Alte Frauenbilder in neuer Auflage

Über die erstaunliche Mode der „Tradwives“

Von Dirk KaeslerRSS-Newsfeed neuer Artikel von Dirk Kaesler und Stefanie von WietersheimRSS-Newsfeed neuer Artikel von Stefanie von Wietersheim

Rätsel des Lebens. Wie, um Himmels willen, konnte es dazu kommen, dass junge Frauen unserer Tage Bilder vom Sein als Frau feiern, die aus früheren Jahrhunderten zu stammen scheinen? Manche davon erinnern so sehr an braune Zeiten, dass sich eine eingehende Betrachtung darüber lohnt.

Die „Tradwives“

Unter der Überschrift „Die Rückkehr der guten Hausfrau“ berichteten die österreichische Journalistin Sarah Huemer und der Wirtschaftsredakteur Alexander Wulfers in der Frankfurter Allgemeinen Sonntagszeitung davon, dass in den Sozialen Medien ein Frauenbild beschworen, ja gefeiert wird, von dem viele von uns glaubten, es sei spätestens mit dem Untergang eines Westdeutschland der 1950er Jahre in Vergessenheit geraten. Wir haben das überprüft, es stimmt: Das Bild der ergebenen „Hausfrau“ lebt, wenn auch ohne Kittelschürze.
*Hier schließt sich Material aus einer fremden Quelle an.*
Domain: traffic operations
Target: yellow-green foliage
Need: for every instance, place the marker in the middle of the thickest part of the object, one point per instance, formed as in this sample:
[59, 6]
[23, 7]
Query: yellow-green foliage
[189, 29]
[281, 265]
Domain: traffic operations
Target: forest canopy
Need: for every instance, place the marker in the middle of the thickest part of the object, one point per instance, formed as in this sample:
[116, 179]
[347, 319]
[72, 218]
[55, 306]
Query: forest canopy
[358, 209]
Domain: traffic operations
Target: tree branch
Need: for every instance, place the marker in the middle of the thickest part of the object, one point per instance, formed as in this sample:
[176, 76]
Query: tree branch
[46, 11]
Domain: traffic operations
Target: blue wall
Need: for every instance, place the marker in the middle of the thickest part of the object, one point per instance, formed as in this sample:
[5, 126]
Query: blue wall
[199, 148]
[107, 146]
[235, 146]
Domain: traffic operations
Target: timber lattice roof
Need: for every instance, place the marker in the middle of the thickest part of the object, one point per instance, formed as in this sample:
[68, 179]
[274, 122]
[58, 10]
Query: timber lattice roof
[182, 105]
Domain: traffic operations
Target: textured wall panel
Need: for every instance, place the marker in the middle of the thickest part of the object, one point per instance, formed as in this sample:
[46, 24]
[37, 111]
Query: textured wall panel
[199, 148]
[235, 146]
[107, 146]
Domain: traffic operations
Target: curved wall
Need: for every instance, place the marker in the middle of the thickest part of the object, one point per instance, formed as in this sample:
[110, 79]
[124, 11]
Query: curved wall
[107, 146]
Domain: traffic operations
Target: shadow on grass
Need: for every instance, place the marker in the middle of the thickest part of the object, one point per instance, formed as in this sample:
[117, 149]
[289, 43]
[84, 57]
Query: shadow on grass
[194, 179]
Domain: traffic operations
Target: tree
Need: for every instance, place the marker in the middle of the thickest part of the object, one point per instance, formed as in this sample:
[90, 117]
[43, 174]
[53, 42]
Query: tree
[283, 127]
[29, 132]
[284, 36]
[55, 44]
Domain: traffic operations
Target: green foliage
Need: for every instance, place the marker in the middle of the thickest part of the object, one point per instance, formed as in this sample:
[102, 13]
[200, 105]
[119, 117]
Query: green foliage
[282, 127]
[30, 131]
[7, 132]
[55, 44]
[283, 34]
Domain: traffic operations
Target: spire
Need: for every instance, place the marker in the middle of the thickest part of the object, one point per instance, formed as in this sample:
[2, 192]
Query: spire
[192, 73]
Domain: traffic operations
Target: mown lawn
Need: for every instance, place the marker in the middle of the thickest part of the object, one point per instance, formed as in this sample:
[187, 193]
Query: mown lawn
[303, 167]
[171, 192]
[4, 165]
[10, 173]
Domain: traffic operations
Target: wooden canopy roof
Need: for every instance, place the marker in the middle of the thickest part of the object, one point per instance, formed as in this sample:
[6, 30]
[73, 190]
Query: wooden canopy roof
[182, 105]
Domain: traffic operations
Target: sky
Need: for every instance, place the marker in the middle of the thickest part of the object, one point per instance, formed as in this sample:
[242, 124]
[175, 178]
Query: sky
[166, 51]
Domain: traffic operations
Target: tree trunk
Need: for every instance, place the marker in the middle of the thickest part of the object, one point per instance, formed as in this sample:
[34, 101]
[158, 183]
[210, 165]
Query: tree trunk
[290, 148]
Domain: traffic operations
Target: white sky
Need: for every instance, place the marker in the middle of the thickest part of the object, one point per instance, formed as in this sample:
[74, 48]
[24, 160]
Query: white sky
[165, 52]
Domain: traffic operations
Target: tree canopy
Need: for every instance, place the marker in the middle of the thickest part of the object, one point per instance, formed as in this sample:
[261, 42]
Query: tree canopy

Es ist, als ob die Frauenbewegung niemals stattgefunden hat.

Ein Beispiel von zahlreichen: Auf dem Instagram-Account „Tradwife Factory“ unter den Stichpunkten: „God first, Mut zu mehr Weiblichkeit“ postet eine namenlose deutsche Frau zum Zeitpunkt der Fertigstellung dieser Kolumne in 186 Beiträgen vielfältige Ratschläge zum Thema „Wie du deinen Ehemann glücklich machst“. Nicht nur ihre 15.410 Follower, sondern alle Insta-Nutzer dürfen lernen, dass man als „Frau eines versorgenden Mannes weniger Sorgen hat, als wenn man selbst arbeiten geht und mitversorgen muss.“ Unterlegt von aufgeregten Geigenklängen liest man, dass das daran liegt, dass diese gesichtslose Frau in zumeist hellen Kleidern erst durch ihren „Weg zu Gott“ gelernt hat, Dinge, die außerhalb ihres Verantwortungsbereiches liegen, los zu lassen: „Das betrifft unser Haus, unsere Ehe, unsere Familie, Politik und auch aktuelle Weltgeschehen. Dinge, auf die ich keinen Einfluss habe, lasse ich los und gebe sie in die zuständigen Hände, im Gebet zu Gott. Gottes Hierarchie anzuerkennen und zu leben ist keine Gängelung.“

Herzerwärmend ist es, lesen zu dürfen, dass es dieser Deutschen eine Erleichterung ist, „dem Mann vertrauen zu dürfen, den ich geheiratet habe. Es ist eine Erleichterung sich nicht alle News reinzuziehen, sondern sich gefilterte Informationen geben zu lassen, um sich selbst nicht zu überlasten. Auch mein Mann tut das für sich, denn er ist ebenfalls klug genug zu erkennen, dass gewisse Dinge auch außerhalb seines Verantwortungsbereiches liegen und es müßig ist sich darüber zu ärgern.“

Scrollt man durch die Beiträge dieser Ehefrau (geboren 1993) und Mutter einer zweijährigen Tochter unter der Überschrift „Über mich“ so erfährt man, dass ihre „Transformation“ von der Berufstätigen zur „traditionellen Ehefrau“ während ihrer Schwangerschaft begann. Arbeitete sie vorher als Leiterin eines großen Kita-Teams, als jemand, deren Job ihren Tag, ihr Gefühlsleben „und sogar meine Existenz bestimmte“, da ihr eine 50/50 Aufteilung im Haushalt zwischen ihrem Mann und ihr „extrem wichtig“ gewesen war, so erkannte sie als „tradwife“, dass sie noch nie so glücklich, ausgeglichen und zufrieden gewesen war, wie jetzt.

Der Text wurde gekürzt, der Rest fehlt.